AIR’s emotional state is naturally reflected in its voice. As we can modulate pitch and speed in the voice synthesis software, we tried to find a fitting parameter setting for each of our 9 emotions. With an additional slight fluctuation of those settings computed on the go, and the occasional yawns and sighs mixed in, AIR (hopefully) sounded less monotone. Besides using emotional states to sculpt its voice, we also created conditional rules for tying specific stories to specific emotions: Essentially, Happy stories for happy buildings.
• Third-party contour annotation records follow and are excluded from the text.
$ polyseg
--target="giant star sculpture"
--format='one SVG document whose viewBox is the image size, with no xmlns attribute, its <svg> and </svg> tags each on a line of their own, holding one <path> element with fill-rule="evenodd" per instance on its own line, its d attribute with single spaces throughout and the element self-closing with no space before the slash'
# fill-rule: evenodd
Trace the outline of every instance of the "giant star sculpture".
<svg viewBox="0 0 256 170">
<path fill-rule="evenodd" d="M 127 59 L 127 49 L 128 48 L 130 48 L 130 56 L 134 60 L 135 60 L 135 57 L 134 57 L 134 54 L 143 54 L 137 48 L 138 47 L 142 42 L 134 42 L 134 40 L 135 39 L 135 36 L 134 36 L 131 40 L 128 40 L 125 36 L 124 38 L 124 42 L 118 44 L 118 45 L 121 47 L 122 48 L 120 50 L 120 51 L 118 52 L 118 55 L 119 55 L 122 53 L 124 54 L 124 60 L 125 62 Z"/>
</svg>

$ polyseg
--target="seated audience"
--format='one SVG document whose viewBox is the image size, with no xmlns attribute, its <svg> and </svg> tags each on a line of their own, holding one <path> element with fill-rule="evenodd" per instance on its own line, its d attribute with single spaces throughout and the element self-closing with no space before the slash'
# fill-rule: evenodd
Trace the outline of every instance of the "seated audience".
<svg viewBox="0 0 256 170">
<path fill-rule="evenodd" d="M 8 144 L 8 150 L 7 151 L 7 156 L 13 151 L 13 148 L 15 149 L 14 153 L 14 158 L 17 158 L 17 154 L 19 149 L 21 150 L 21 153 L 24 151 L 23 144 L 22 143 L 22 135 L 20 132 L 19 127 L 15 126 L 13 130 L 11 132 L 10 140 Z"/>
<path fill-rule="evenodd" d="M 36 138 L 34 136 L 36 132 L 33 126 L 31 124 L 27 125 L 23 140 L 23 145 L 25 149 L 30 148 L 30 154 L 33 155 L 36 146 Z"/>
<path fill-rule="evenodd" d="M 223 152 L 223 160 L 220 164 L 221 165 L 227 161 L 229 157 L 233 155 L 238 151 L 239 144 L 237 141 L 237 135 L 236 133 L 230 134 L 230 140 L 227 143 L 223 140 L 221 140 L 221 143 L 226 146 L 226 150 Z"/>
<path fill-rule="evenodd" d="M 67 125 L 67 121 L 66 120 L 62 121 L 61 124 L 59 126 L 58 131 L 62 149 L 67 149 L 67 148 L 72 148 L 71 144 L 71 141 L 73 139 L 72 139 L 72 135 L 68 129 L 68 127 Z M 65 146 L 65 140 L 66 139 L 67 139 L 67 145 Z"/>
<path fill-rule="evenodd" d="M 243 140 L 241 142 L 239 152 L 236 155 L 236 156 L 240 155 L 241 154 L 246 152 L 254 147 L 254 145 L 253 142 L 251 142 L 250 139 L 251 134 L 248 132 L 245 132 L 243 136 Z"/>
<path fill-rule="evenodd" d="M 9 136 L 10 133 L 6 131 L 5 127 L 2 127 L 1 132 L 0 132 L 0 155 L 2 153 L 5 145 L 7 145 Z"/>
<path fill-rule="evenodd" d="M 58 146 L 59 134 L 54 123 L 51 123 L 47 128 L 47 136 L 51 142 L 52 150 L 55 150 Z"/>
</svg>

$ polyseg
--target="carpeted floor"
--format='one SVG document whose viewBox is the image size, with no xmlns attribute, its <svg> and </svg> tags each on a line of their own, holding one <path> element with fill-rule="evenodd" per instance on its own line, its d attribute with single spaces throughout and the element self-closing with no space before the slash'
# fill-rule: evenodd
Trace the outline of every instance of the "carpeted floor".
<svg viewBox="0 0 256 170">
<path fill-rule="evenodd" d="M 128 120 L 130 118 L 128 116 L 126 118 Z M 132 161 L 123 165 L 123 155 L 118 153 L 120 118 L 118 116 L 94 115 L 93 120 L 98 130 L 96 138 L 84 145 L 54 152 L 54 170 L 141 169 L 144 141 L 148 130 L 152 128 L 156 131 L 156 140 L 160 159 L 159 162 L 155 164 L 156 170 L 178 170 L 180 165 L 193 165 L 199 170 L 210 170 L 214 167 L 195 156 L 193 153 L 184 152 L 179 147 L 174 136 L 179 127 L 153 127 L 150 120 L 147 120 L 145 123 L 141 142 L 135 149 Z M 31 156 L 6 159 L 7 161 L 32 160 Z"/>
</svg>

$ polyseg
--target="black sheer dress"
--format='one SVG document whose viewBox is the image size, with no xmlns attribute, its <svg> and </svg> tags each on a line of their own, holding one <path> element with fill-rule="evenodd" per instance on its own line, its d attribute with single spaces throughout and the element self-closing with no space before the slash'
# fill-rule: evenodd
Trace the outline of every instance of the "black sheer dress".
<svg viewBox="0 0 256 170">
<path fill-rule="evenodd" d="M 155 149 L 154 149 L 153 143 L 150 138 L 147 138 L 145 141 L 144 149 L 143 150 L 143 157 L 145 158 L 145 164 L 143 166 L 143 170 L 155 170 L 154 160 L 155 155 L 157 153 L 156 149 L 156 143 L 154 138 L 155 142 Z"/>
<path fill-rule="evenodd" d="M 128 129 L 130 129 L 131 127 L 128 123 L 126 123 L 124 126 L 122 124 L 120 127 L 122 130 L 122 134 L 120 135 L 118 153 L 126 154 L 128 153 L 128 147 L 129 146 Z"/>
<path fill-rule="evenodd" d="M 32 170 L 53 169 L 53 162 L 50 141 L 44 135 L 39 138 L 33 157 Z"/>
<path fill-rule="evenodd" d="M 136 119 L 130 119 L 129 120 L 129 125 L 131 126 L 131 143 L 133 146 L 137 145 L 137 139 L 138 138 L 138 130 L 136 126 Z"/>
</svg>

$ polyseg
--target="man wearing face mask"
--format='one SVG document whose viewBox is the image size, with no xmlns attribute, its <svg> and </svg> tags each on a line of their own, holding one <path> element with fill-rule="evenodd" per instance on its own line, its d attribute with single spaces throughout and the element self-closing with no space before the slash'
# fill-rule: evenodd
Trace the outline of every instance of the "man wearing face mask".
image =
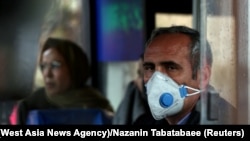
<svg viewBox="0 0 250 141">
<path fill-rule="evenodd" d="M 209 85 L 212 52 L 199 45 L 198 31 L 185 26 L 158 28 L 144 51 L 144 83 L 151 116 L 135 124 L 200 124 L 197 104 Z"/>
</svg>

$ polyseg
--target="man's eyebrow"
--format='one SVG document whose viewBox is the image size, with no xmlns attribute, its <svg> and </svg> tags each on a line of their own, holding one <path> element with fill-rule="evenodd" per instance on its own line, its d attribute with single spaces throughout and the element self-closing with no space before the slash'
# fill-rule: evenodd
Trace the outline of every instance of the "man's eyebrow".
<svg viewBox="0 0 250 141">
<path fill-rule="evenodd" d="M 143 66 L 147 66 L 147 65 L 153 66 L 154 63 L 152 63 L 152 62 L 144 62 L 142 65 L 143 65 Z"/>
<path fill-rule="evenodd" d="M 161 65 L 178 65 L 176 62 L 174 61 L 164 61 L 164 62 L 160 62 Z"/>
</svg>

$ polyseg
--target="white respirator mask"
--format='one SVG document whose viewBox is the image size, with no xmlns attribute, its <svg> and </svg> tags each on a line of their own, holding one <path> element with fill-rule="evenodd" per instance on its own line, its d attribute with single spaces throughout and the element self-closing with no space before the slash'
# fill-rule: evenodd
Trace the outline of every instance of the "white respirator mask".
<svg viewBox="0 0 250 141">
<path fill-rule="evenodd" d="M 170 77 L 158 71 L 154 72 L 145 87 L 148 104 L 156 120 L 180 112 L 183 108 L 185 97 L 201 92 L 201 90 L 185 85 L 178 85 Z M 187 89 L 191 89 L 195 92 L 188 94 Z"/>
</svg>

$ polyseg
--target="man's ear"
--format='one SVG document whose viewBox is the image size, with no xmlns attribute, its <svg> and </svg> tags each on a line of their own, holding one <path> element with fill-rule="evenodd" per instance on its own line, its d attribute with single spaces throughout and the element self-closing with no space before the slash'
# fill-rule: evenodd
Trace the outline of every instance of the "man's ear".
<svg viewBox="0 0 250 141">
<path fill-rule="evenodd" d="M 204 65 L 201 67 L 200 71 L 198 72 L 198 81 L 200 82 L 200 89 L 205 89 L 209 84 L 211 76 L 211 66 Z"/>
</svg>

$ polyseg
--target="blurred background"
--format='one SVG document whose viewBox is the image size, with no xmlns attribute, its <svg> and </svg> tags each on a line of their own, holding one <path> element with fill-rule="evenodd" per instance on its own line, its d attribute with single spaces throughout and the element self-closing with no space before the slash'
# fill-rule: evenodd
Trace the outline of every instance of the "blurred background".
<svg viewBox="0 0 250 141">
<path fill-rule="evenodd" d="M 202 96 L 202 122 L 249 124 L 249 7 L 247 0 L 0 0 L 0 123 L 43 86 L 37 59 L 48 36 L 82 46 L 92 65 L 88 83 L 116 110 L 151 31 L 186 25 L 201 32 L 201 45 L 211 44 L 211 84 L 223 98 Z"/>
</svg>

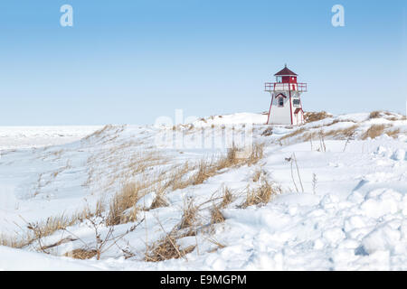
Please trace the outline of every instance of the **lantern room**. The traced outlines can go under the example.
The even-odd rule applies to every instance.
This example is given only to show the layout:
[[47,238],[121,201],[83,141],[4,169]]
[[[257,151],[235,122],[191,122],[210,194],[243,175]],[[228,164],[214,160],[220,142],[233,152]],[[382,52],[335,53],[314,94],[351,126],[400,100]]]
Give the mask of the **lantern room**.
[[276,82],[277,83],[297,83],[297,74],[287,67],[287,64],[285,68],[276,74],[274,74],[276,77]]

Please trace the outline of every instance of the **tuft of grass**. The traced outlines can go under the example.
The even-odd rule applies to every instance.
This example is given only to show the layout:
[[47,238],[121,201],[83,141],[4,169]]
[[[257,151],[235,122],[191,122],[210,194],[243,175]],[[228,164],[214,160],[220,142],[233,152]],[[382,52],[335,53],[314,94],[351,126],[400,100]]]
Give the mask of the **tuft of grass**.
[[304,127],[296,129],[296,130],[293,131],[292,133],[289,133],[289,134],[288,134],[288,135],[285,135],[281,136],[281,137],[279,138],[279,141],[282,141],[282,140],[285,140],[285,139],[288,139],[288,138],[296,136],[296,135],[300,135],[300,134],[304,133],[305,130],[306,130],[306,129],[305,129]]
[[194,248],[195,246],[190,246],[185,249],[181,249],[176,242],[176,238],[168,234],[163,239],[155,243],[149,249],[149,252],[146,253],[145,261],[161,262],[170,259],[179,259],[194,251]]
[[65,256],[69,256],[74,259],[87,260],[91,259],[97,255],[97,250],[90,250],[84,248],[74,249],[73,251],[67,252],[64,254]]
[[367,131],[362,135],[362,139],[367,139],[368,137],[374,139],[379,135],[382,135],[384,128],[386,126],[384,125],[373,125],[367,129]]
[[327,118],[331,117],[328,113],[326,111],[320,111],[320,112],[306,112],[304,113],[304,119],[306,123],[312,123],[315,121],[322,120],[325,118]]
[[184,202],[184,212],[181,219],[181,223],[179,228],[183,229],[185,228],[190,228],[196,221],[198,213],[198,207],[194,204],[194,200],[191,199]]
[[379,118],[382,113],[380,111],[372,111],[369,115],[369,119]]
[[357,125],[354,125],[352,126],[349,127],[345,127],[345,128],[341,128],[341,129],[335,129],[335,130],[330,130],[327,131],[326,133],[324,132],[320,132],[321,134],[323,134],[324,136],[332,136],[332,137],[351,137],[352,135],[354,135],[355,132],[356,131],[356,129],[359,126]]
[[391,136],[391,137],[393,137],[393,138],[397,138],[397,136],[399,136],[399,135],[400,135],[400,128],[393,129],[393,130],[391,130],[391,131],[387,131],[386,135]]
[[266,180],[263,180],[260,186],[251,190],[248,189],[246,200],[241,205],[241,208],[265,205],[269,203],[273,194],[277,194],[277,191]]
[[[139,183],[126,183],[121,191],[113,197],[107,218],[108,226],[136,220],[137,209],[135,205],[142,197],[140,190]],[[132,209],[132,213],[125,215],[124,212],[130,208]]]
[[270,136],[273,134],[273,126],[269,126],[267,127],[262,133],[261,135],[262,136]]
[[51,236],[56,231],[63,230],[68,227],[76,225],[90,216],[100,214],[103,210],[103,203],[99,200],[97,202],[94,210],[90,210],[89,208],[84,208],[71,216],[66,216],[62,213],[58,216],[49,217],[46,220],[32,223],[27,222],[27,230],[21,228],[21,234],[14,236],[5,236],[5,234],[0,234],[0,246],[23,248],[34,242],[38,242],[38,250],[44,252],[47,247],[42,244],[42,239],[43,238]]

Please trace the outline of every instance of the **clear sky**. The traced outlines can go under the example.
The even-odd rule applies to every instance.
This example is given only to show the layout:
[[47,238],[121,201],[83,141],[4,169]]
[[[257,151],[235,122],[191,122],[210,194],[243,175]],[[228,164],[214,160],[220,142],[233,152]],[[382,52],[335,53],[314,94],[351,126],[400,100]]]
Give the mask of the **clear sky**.
[[[73,27],[62,27],[62,5]],[[345,7],[345,27],[331,23]],[[405,0],[2,0],[0,126],[262,112],[288,63],[307,110],[405,113]]]

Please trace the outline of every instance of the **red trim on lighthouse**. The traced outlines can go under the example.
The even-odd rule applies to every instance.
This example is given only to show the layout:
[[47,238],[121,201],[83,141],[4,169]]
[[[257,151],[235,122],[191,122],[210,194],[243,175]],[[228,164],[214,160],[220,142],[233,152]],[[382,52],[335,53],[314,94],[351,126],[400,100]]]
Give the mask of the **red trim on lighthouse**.
[[272,97],[271,97],[271,103],[270,104],[269,117],[267,117],[267,123],[266,123],[266,125],[269,125],[270,113],[271,112],[271,106],[273,105],[273,99],[274,99],[274,95],[272,95]]
[[292,122],[292,102],[291,102],[291,90],[289,90],[289,117],[291,117],[291,126],[294,124]]

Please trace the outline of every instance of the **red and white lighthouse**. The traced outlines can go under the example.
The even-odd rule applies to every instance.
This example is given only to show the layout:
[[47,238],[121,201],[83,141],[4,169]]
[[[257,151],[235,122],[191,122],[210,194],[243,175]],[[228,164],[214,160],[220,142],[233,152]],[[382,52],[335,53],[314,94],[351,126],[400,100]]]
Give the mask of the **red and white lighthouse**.
[[268,125],[299,126],[304,123],[301,93],[307,92],[307,83],[298,83],[298,75],[286,67],[274,74],[276,82],[266,83],[265,91],[271,94]]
Now would probably be a good time for you to go and meet AIR. You can listen to it at airstories.mn, and even contribute stories to its repertoire.

Making it smarter

Final words: AIR has been our biggest software project yet and developing it proved to be quite an exciting challenge. Keeping track of all of its technical components (and I haven’t even talked much about the web, API, streaming server, and onsite listening technology) was/is a demanding task that has taught us a lot and most definitely led to our most extensive technical manual ever. Yet we are still not sick of listening to AIR’s voice and continue to happily add onto the growing bucket-list of additional features we’d love to implement if we do get around to 2.0 version:

– generate the memory ability to refer back to previous world model states
– implement a text-analysis NLG library to have AIR comment on stories
– enable dynamic-variable integrations for user submissions on the website
– create a dream state at night, where it markov-chain-style rehashes its daily transcript

And finally and foremost: Make AIR do math, so it can truthfully calculate the amount of time it would take a raindrop to drift from Minneapolis to the gulf of Mexico, based on the Mississippi’s current flow rate.